Is the loss of genitalia a disorder?

In December, the Human Rights Commission sided with Byun, saying there is no corroborating evidence to rule her health condition makes her unfit to be on active duty. The Army’s decision to fire Byun because of her surgery was arbitrary, it said.

The watchdog’s conclusion, which is not legally binding, did little to persuade the Army to revisit Byun’s discharge, with a senior official toeing the line.

“It was a decision based on law. We will take the next step once the court ruling comes out,” a senior Army official said, referring to the Military Personnel Act that says the loss of genitalia constitutes as a mental and physical disorder.

Byun’s attorney disputes the assertion, saying Byun underwent “medical treatment” and that the Army is discriminating against one’s sexual identity if it refuses to see it that way.

Worse, the military is free to deem the result of any medical treatment a disorder, if it goes down that road, the attorney added.

In 2008, Lt. Col. Pi Woo-jin, a first-generation female helicopter pilot, was discharged because she had mastectomy to treat breast cancer, and the military deemed the changes resulting from the procedure to be a disorder.

Pi took the case to court, won, and she returned to active duty until her retirement.


Starting over to continue serving

Still, some remain unsympathetic to Byun’s cause, noting she should start at square one to be a female soldier, because that would be fair to her female colleagues. Men and women go through a separate screening process to be noncommissioned officers in the Army.

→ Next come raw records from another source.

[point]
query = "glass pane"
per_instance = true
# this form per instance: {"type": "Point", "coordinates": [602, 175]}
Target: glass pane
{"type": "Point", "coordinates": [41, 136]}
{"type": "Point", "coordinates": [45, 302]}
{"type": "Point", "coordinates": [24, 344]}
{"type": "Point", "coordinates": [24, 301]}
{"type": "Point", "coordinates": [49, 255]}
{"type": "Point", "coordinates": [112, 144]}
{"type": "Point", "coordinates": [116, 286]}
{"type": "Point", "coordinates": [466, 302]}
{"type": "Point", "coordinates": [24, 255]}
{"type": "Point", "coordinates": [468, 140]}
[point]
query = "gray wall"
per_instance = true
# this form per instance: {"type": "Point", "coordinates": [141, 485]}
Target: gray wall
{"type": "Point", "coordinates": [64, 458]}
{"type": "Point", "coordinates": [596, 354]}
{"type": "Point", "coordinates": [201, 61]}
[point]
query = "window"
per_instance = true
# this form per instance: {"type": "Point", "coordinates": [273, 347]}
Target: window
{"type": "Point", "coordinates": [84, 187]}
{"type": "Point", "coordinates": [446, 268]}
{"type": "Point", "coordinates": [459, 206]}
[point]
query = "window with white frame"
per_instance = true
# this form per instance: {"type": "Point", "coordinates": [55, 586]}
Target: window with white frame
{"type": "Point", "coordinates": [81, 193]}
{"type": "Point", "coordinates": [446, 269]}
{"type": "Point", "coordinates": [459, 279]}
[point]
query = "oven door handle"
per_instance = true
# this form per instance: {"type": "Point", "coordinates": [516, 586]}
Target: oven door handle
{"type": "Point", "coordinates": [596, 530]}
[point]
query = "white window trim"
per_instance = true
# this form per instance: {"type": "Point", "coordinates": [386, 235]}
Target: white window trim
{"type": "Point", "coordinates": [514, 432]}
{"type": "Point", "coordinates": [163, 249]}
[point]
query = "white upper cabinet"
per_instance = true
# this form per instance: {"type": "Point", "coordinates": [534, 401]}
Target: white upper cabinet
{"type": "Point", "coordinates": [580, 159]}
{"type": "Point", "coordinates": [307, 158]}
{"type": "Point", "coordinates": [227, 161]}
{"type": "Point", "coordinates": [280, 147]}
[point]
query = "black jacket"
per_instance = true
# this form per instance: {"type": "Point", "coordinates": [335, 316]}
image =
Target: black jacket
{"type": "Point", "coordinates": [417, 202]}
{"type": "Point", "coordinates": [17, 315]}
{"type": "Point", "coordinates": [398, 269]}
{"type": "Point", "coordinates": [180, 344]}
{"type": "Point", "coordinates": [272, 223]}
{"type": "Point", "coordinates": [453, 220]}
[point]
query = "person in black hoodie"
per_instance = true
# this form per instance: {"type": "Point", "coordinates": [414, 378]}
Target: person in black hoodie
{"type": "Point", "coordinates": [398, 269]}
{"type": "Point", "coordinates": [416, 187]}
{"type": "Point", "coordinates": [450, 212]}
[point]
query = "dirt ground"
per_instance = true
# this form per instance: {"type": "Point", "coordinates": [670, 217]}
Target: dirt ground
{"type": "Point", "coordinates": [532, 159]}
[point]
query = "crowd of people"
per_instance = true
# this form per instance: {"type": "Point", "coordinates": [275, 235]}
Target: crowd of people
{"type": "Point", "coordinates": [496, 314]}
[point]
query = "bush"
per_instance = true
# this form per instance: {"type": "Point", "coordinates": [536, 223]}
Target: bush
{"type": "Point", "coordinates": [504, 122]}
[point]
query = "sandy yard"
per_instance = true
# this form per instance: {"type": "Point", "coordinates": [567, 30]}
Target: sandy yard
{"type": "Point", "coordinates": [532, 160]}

“This is about setting a precedent. If she is allowed to serve as a female, what message does it send to those thinking the same action? What does the Army say to that?” said Moon Seong-mook, chief of Unification Strategy Center at the Korea Research Institute for National Strategy.

Moon, a retired one-star Army general, stressed that the military could not “simply make the transition.”

Byun’s attorney disagreed. “Men and women could undergo separate tests to enlist, but what they do out in the field after that -- that’s not fundamentally different,” she said, adding her client, a former tank gunner, wants to carry on in the same role.

The attorney added that the Army should not sanction discrimination by folding to voices saying Byun would not survive the work environment.

“Would everyone there welcome her back and could she just pick up where she left off? I seriously don’t know,” said Kim Ki-ho, a retired Army colonel.

The Center for Military Human Rights Korea, a watchdog based in Seoul, said, “It would be irresponsible of the Army to let go one of its own because they had gender reassignment surgery.”

But, even if Byun were to reapply, she would not get through the initial physical fitness screening. The military rules transgender candidates as unfit to serve. According to the military code, they cannot take part in military service unless war breaks out; and even then, only some transgender individuals would be called to duty.

“This whole case against Byun is ridiculous,” the attorney Kim said, adding that Byun is a fully able-bodied soldier who has already proven to be capable of carrying out her duty. Many others see that, Kim noted, referring to a recent reversal of a ban on transgender troops serving in the US military.

In late January, US President Biden overturned the controversial ban to enable “everyone qualified” to serve openly and with pride.